Step 4: Create a Python Environment and Install Jupyter Deploy
Create a Python virtual environment and install Jupyter Deploy.
# Navigate to your home directory
cd ~
# Create a UV project
uv init jupyter-deploy-projects --bare
# Install Jupyter Deploy CLI
uv add jupyter-deploy
Step 5: Deploy Your Environment
Finally, deploy your JupyterLab application using the Jupyter Deploy CLI.
# Initialize a new Jupyter Deploy project
jupyter-deploy init
# Configure your project
jupyter-deploy configure
# Deploy your JupyterLab application
jupyter-deploy deploy
Main Sections
1. Selecting a Jupyter Deploy Template
Jupyter Deploy uses templates to simplify the deployment process. Templates are pre-built IaC projects that handle the technical setup for you. The base template includes:
- Terraform as the IaC engine.
- AWS as the cloud provider.
- Amazon EC2 instance.
- GitHub authentication.
You can discover and use additional templates by installing them in your Python environment.
2. Simplifying Collaboration with Jupyter Deploy
Once deployed, access your JupyterLab application from any web browser.

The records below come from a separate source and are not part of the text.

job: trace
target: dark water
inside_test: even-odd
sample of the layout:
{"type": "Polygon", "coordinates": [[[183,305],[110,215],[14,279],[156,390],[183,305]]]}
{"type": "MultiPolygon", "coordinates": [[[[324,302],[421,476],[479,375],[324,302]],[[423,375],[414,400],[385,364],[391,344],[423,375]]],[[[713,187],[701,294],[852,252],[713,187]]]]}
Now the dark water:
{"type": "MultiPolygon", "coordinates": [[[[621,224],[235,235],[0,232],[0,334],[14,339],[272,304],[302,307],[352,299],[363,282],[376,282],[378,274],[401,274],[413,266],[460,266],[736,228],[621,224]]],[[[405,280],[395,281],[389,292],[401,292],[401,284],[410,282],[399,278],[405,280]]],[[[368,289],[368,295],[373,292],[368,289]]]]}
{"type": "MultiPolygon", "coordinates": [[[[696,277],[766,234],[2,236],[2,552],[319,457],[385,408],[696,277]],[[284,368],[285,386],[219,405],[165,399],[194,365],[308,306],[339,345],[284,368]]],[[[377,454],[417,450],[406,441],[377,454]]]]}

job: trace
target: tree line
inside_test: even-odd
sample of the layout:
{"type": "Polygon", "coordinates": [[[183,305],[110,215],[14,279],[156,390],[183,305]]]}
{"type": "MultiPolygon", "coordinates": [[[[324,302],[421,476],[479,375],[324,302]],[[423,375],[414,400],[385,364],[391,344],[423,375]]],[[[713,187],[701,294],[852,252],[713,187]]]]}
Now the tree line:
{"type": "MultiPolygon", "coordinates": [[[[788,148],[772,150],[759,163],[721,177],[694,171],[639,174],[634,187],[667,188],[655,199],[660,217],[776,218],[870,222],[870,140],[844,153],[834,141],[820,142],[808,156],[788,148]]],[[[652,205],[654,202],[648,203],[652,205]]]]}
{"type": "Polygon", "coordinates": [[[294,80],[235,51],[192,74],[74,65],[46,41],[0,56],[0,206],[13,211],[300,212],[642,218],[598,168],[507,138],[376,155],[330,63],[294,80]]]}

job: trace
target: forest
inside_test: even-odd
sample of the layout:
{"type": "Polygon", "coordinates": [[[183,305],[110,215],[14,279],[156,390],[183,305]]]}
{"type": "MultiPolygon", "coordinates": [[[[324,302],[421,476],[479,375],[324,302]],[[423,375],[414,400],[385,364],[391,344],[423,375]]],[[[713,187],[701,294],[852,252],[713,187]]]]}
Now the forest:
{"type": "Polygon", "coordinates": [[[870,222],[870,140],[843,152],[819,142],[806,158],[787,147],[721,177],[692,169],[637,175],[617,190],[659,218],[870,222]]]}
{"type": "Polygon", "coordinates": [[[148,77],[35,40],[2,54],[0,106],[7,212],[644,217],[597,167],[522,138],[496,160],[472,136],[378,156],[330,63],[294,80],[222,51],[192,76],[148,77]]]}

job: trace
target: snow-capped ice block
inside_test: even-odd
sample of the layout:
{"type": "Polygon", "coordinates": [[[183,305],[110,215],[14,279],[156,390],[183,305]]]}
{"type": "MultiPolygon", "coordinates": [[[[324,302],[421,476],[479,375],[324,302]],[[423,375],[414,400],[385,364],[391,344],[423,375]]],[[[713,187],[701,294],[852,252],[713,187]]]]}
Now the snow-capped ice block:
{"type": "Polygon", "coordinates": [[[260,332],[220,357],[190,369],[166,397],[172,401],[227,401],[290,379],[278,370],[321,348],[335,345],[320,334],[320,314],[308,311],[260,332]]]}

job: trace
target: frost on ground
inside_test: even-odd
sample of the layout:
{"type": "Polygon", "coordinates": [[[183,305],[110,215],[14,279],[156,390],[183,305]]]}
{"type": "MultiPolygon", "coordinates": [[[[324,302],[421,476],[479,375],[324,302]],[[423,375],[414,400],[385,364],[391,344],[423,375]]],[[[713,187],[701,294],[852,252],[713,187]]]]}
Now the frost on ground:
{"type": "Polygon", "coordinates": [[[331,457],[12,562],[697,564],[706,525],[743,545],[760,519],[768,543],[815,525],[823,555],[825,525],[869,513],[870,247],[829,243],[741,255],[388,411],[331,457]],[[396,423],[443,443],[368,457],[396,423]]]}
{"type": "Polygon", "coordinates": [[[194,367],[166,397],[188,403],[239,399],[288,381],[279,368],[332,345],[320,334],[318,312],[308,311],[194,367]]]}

Share the URL with collaborators, who will authenticate via GitHub. If their identity matches your allowlist, they will gain access to your JupyterLab application, enabling real-time collaboration.
Scaling Compute Resources
Need more compute power? Swap out your EC2 instance with a few commands.
# List available EC2 instance types
aws ec2 describe-instance-types
# Update your instance type
jupyter-deploy update-instance --instance-type <new-instance-type>
Managing Collaborators and Storage
Adding collaborators or scaling storage is equally straightforward.
# Add a new collaborator
jupyter-deploy add-collaborator <github-username>
# Mount a new Amazon EBS volume
jupyter-deploy add-ebs <volume-size>
# Mount an Amazon EFS
jupyter-deploy add-efs <file-system-id>
3. Practical Examples and Use Cases
Use Case: Data Science Team Collaboration
Imagine a data science team working on a machine learning project. By deploying JupyterLab with Jupyter Deploy, they can:
- Collaborate in real-time on notebooks.
- Utilize GPU instances for model training.
- Share results and insights seamlessly.
Use Case: Educational Institution
An educational institution can deploy JupyterLab for students and faculty to:
- Access course materials and assignments.
- Collaborate on group projects.
- Utilize high-performance compute resources for research.
Conclusion
Jupyter Deploy simplifies the process of deploying a JupyterLab application to the cloud, enabling real-time collaboration, secure access, and scalable compute resources. Whether you're a data science team, a research group, or an educational institution, Jupyter Deploy provides a practical solution for deploying and managing JupyterLab in the cloud.
By following the steps outlined in this blog post, you can set up your own JupyterLab application in minutes, overcoming the limitations of local deployments and fostering a collaborative environment for data science and machine learning projects.
For more details and advanced configurations, refer to the Jupyter Deploy documentation. Happy deploying!